Detailed Description
For the purposes of making the objects, technical solutions and advantages of the embodiments of the present application more clear, the technical solutions of the embodiments of the present application will be clearly and completely described below with reference to the drawings in the embodiments of the present application, and it is apparent that the described embodiments are some embodiments of the present application, but not all embodiments. All other embodiments, which can be made by one of ordinary skill in the art without undue burden from the present disclosure, are within the scope of the present disclosure.
As used herein, the singular forms "a", "an", "the" and "the" are intended to include the plural forms as well, unless expressly stated otherwise, as understood by those skilled in the art. It will be further understood that the terms "comprises" and/or "comprising," when used in this specification, specify the presence of stated features, integers, steps, operations, elements, and/or components, but do not preclude the presence or addition of one or more other features, integers, steps, operations, elements, components, and/or groups thereof.
Conventional fault prediction is mainly based on methods such as supervised classification or prediction, and the edge cloud scene has more complex scenes, more uncontrollable factors and other challenges.

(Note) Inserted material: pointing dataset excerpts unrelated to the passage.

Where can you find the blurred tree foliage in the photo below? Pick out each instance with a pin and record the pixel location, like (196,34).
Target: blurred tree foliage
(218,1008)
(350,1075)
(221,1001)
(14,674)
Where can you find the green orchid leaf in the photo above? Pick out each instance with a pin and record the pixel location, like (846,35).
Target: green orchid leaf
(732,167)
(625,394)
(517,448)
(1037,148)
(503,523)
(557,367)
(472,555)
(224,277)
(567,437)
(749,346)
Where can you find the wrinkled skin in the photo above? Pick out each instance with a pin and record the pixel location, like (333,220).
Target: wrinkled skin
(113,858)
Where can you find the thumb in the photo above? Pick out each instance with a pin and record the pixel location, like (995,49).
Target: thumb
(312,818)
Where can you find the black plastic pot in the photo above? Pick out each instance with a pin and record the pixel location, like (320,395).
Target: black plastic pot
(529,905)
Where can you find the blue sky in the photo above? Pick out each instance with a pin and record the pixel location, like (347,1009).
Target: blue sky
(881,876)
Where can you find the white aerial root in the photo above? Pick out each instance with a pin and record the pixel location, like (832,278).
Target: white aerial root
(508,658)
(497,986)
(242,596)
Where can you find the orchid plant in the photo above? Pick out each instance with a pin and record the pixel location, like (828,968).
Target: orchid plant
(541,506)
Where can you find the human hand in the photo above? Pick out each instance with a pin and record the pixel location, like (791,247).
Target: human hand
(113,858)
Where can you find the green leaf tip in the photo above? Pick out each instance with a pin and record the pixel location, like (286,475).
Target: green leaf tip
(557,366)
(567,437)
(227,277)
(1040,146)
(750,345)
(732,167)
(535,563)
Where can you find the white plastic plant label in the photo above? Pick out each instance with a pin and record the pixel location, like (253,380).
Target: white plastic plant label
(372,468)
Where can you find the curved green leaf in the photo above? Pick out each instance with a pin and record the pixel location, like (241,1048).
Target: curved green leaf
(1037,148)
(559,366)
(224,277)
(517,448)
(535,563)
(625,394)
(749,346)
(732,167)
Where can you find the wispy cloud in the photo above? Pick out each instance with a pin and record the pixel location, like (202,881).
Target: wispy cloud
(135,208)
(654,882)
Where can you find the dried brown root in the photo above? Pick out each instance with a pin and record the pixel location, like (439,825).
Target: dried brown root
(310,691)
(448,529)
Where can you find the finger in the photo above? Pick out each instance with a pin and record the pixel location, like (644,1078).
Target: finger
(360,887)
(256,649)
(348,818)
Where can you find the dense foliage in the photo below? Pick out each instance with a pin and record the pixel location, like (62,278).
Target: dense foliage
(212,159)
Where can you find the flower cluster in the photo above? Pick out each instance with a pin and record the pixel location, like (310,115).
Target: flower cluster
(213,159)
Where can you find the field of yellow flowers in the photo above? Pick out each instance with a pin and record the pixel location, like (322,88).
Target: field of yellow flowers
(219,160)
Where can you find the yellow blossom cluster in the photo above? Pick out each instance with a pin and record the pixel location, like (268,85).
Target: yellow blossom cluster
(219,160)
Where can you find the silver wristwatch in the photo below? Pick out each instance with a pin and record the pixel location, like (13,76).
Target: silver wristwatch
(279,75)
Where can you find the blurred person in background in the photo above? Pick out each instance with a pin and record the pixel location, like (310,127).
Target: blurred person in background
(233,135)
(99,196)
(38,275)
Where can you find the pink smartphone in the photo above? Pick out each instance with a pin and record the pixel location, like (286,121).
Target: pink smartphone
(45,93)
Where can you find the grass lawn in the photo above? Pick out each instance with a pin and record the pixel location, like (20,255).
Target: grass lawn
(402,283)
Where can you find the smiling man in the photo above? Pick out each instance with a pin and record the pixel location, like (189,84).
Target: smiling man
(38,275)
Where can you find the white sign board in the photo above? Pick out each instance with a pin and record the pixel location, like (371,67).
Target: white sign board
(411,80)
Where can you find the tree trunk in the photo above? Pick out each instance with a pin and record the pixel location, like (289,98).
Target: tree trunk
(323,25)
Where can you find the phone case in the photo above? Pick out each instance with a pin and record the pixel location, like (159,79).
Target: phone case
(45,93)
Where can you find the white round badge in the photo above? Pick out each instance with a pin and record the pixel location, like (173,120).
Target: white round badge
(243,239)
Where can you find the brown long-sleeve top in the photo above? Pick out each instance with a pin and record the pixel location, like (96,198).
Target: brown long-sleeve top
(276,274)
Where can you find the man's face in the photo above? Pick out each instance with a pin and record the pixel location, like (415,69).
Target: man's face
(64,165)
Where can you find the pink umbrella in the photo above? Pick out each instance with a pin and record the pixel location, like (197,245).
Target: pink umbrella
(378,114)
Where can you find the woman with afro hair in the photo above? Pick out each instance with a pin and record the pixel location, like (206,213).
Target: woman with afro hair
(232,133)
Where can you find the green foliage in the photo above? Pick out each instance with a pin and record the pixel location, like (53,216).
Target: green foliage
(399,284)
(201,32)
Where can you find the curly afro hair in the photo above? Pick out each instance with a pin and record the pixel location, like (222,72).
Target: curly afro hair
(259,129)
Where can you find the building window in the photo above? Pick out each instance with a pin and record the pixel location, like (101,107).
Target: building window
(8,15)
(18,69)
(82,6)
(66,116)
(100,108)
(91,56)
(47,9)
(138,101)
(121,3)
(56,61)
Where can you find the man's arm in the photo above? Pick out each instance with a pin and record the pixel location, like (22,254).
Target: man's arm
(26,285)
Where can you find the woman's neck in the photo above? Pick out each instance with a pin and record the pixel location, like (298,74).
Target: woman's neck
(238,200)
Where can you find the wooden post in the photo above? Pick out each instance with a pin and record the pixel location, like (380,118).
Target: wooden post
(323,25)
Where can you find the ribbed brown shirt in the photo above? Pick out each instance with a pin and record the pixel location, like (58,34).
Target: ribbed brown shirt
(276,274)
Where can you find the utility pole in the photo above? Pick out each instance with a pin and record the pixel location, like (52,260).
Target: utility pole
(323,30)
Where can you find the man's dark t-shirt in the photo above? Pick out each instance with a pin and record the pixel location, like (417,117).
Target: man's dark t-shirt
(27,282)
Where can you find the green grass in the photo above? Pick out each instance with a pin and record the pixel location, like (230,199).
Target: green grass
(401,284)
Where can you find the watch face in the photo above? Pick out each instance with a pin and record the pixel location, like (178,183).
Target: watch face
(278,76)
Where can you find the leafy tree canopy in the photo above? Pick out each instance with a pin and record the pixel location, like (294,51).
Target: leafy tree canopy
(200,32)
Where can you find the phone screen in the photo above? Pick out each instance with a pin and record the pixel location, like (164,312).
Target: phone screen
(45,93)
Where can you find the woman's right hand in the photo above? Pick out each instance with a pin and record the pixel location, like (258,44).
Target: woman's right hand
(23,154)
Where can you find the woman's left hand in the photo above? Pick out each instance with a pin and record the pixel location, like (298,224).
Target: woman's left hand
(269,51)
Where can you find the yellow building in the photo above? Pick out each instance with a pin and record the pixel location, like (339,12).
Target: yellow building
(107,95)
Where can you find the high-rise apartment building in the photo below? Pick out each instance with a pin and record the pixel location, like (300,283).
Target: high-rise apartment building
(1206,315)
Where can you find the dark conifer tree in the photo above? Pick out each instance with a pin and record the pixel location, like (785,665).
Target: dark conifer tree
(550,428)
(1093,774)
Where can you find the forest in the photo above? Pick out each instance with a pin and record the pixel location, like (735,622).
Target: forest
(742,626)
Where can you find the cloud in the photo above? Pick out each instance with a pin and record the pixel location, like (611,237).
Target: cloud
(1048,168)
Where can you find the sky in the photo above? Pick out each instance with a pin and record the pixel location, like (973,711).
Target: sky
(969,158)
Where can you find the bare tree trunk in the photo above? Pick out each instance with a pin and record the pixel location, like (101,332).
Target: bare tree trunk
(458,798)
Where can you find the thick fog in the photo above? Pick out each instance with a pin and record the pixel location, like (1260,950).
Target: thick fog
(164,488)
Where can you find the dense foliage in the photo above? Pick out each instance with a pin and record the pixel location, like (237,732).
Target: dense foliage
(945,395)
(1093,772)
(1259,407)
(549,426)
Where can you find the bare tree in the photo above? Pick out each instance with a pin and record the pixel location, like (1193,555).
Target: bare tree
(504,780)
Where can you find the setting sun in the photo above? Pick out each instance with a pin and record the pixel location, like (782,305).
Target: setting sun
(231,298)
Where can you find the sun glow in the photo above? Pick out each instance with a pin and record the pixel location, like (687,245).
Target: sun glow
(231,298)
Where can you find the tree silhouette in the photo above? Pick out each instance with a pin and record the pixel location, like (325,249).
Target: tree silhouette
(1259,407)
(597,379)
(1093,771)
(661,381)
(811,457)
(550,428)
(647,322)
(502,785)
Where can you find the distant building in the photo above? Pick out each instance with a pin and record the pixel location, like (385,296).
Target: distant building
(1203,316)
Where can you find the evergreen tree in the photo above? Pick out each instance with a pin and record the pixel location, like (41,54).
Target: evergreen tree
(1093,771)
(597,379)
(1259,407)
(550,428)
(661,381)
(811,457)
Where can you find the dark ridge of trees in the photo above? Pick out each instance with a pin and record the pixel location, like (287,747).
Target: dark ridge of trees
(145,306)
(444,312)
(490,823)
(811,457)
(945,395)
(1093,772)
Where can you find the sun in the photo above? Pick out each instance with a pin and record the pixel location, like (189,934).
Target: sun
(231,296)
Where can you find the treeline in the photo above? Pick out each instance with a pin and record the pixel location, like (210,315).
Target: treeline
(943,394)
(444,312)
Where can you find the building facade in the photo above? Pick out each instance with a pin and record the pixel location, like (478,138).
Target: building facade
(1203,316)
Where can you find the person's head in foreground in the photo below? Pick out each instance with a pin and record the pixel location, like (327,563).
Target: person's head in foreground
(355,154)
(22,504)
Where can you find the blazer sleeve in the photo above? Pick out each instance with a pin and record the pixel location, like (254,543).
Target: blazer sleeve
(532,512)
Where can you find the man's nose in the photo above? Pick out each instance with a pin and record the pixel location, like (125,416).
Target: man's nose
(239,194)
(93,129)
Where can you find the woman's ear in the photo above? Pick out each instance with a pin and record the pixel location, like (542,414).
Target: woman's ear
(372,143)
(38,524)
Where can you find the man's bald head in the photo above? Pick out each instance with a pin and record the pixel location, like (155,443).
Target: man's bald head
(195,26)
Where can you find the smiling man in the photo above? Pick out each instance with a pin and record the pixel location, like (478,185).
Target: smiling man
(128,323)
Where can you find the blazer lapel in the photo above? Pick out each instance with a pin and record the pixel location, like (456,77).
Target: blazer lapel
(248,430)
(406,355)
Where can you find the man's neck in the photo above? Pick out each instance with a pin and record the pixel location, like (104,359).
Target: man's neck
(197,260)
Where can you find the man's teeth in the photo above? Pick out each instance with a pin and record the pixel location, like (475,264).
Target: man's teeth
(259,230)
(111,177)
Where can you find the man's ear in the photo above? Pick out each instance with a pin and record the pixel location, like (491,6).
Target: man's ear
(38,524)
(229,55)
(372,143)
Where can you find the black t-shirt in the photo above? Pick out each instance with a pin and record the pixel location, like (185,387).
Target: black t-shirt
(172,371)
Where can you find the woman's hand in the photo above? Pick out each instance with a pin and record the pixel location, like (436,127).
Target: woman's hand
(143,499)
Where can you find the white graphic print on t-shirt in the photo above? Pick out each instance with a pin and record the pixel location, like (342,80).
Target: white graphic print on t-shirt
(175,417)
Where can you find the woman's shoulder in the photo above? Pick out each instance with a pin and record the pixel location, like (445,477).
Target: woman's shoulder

The method mainly has the following technical breakthroughs:
(1) The patent provides an algorithm for supplementing network service quality data based on a Graph Neural Network (GNN), which can fully utilize space-time correlation among nodes to supplement missing parts in all end-to-end service quality data.
(2) On the basis of adopting the graph neural network, the patent also designs a set of self-adaptive residual error structure which is used for overcoming the defect that the change in data is large and the useful characteristics are weakened when the graph neural network is used. The residual structure is adopted to effectively extract high-frequency and valuable features in the original data.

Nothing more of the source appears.